# Download and Unzip the datasets, if these steps haven't been done yet. 

In [1]:
import kaggle as k
import zipfile as Zip
import os 

directory = 'contradictory-my-dear-watson'
if not directory in os.listdir():
    !kaggle competitions download -c contradictory-my-dear-watson
    with Zip.ZipFile('.'.join([directory, 'zip']), 'r') as zip_ref:
        zip_ref.extractall(directory)
    
if '.'.join([directory, 'zip']) in os.listdir():
    os.remove('.'.join([directory, 'zip']))
    
assert directory in os.listdir()

# Review our datasets and load them into pandas DataFrames

In [2]:
import numpy as np
import pandas as pd
from tqdm import tqdm
from collections import Counter

from IPython.display import display

In [3]:
files = os.listdir(directory)
sub_sample, test, train = [pd.read_csv('/'.join([directory, file])) for file in files if os.path.splitext(file)[1] == '.csv']

print(f' Submission Sample has {sub_sample.shape[0]} rows, {sub_sample.shape[1]} columns')
print(f' Test Dataset has {test.shape[0]} rows, {test.shape[1]} columns')
print(f' Train Dataset has {train.shape[0]} rows, {train.shape[1]} columns')

 Submission Sample has 5195 rows, 2 columns
 Test Dataset has 5195 rows, 5 columns
 Train Dataset has 12120 rows, 6 columns


In [4]:
[print(f'Submission Sample has {len(sub_sample[col].unique())} unique values for {col} column') for col in sub_sample.columns];

Submission Sample has 5195 unique values for id column
Submission Sample has 1 unique values for prediction column


In [5]:
[print(f'Train has {len(train[col].unique())} unique values for {col} column') for col in train.columns];

label_counts = pd.DataFrame(train['label'].value_counts())

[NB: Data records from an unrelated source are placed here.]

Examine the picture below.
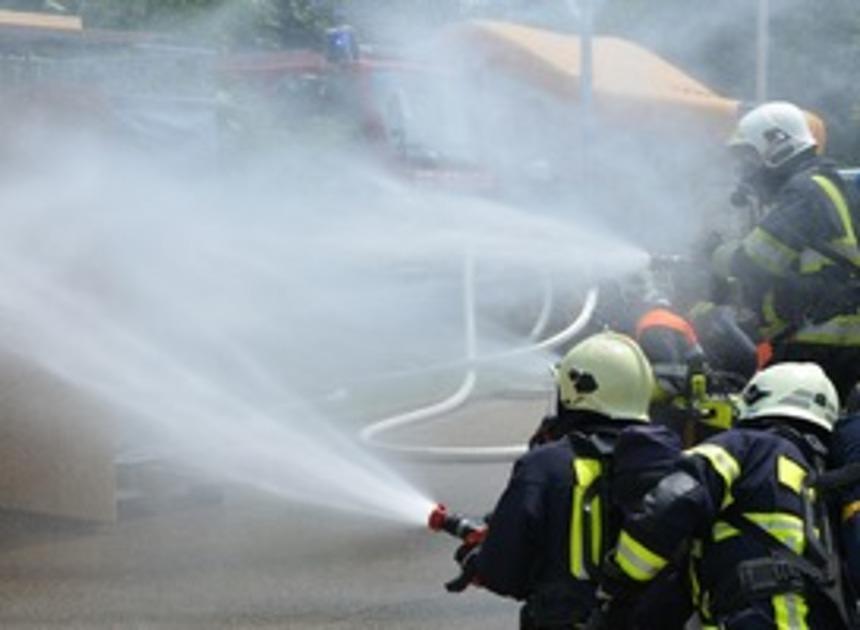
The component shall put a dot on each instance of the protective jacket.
(846, 452)
(738, 479)
(560, 514)
(540, 547)
(787, 264)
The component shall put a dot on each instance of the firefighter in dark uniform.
(795, 268)
(551, 526)
(846, 452)
(739, 501)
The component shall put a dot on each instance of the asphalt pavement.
(246, 559)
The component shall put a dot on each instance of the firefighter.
(553, 523)
(846, 452)
(796, 268)
(759, 541)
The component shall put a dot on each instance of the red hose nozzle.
(456, 525)
(437, 518)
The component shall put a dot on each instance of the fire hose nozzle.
(456, 525)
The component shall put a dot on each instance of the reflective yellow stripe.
(722, 530)
(636, 560)
(769, 252)
(723, 462)
(586, 471)
(835, 195)
(850, 510)
(842, 330)
(790, 473)
(786, 528)
(790, 611)
(773, 323)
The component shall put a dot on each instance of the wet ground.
(250, 560)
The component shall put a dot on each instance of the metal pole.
(762, 46)
(586, 53)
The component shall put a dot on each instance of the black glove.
(611, 614)
(467, 557)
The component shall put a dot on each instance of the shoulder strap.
(593, 523)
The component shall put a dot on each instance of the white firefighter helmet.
(793, 391)
(606, 373)
(775, 131)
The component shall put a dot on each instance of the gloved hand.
(616, 598)
(611, 614)
(466, 556)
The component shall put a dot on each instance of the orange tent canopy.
(629, 82)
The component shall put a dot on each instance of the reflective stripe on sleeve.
(850, 510)
(723, 462)
(769, 252)
(841, 330)
(636, 560)
(786, 528)
(587, 471)
(848, 243)
(790, 473)
(790, 611)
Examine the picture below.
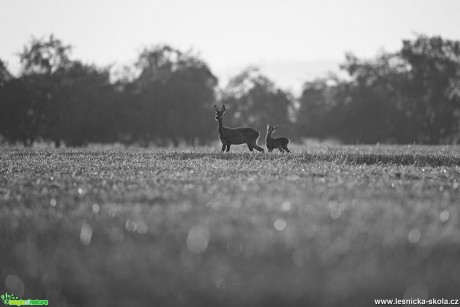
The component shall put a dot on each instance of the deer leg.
(258, 148)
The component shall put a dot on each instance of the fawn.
(271, 143)
(236, 136)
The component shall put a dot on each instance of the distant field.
(337, 226)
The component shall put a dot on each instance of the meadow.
(323, 226)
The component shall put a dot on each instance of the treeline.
(166, 98)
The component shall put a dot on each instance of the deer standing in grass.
(271, 143)
(236, 136)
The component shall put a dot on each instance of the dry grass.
(195, 227)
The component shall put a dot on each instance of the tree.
(173, 95)
(44, 56)
(434, 87)
(254, 100)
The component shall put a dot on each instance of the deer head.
(219, 113)
(270, 129)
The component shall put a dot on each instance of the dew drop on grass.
(280, 224)
(96, 208)
(86, 233)
(142, 227)
(298, 258)
(444, 216)
(198, 239)
(414, 235)
(130, 225)
(286, 205)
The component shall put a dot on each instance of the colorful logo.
(10, 299)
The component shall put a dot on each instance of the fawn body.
(272, 143)
(236, 136)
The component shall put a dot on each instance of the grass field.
(337, 226)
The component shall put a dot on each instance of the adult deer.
(236, 136)
(271, 143)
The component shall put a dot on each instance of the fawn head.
(219, 113)
(270, 129)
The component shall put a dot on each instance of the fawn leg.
(258, 148)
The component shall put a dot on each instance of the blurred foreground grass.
(195, 227)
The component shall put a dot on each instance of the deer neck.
(269, 135)
(220, 125)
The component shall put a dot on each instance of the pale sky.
(292, 40)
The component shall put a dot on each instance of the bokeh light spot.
(198, 239)
(86, 233)
(444, 216)
(414, 235)
(280, 224)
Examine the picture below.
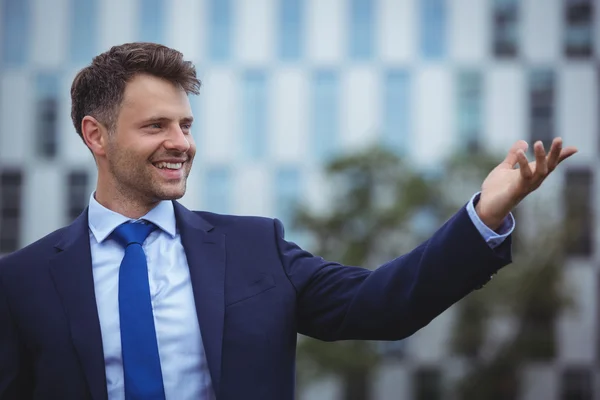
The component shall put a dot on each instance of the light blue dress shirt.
(183, 360)
(492, 238)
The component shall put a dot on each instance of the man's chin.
(170, 193)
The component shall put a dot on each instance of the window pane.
(361, 29)
(433, 28)
(151, 20)
(14, 32)
(220, 30)
(11, 183)
(218, 190)
(325, 113)
(428, 384)
(579, 30)
(577, 384)
(47, 115)
(84, 29)
(254, 115)
(470, 108)
(290, 25)
(541, 106)
(287, 192)
(506, 27)
(397, 110)
(578, 201)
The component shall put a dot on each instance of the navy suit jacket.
(254, 292)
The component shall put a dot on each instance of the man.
(140, 298)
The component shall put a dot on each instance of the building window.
(541, 107)
(427, 384)
(578, 219)
(287, 193)
(77, 182)
(84, 27)
(397, 110)
(470, 108)
(254, 115)
(14, 32)
(47, 115)
(11, 183)
(579, 28)
(577, 384)
(361, 29)
(220, 30)
(151, 20)
(217, 189)
(290, 28)
(325, 113)
(506, 27)
(433, 28)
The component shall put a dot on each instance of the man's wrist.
(492, 222)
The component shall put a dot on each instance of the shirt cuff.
(492, 238)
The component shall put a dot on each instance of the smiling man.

for i in label_counts.index:
    print(f"\tTrain has {label_counts.loc[i, 'label']} observations for label {i}")

Train has 12120 unique values for id column
Train has 8209 unique values for premise column
Train has 12119 unique values for hypothesis column
Train has 15 unique values for lang_abv column
Train has 15 unique values for language column
Train has 3 unique values for label column
	Train has 4176 observations for label 0
	Train has 4064 observations for label 2
	Train has 3880 observations for label 1


In [6]:
[print(f'Test has {len(test[col].unique())} unique values for {col} column') for col in test.columns];

Test has 5195 unique values for id column
Test has 4336 unique values for premise column
Test has 5195 unique values for hypothesis column
Test has 15 unique values for lang_abv column
Test has 15 unique values for language column


# There are many languages inside Train and Test; therefore, in order to help the model stress less about solving for language, all observations will be translated to English. 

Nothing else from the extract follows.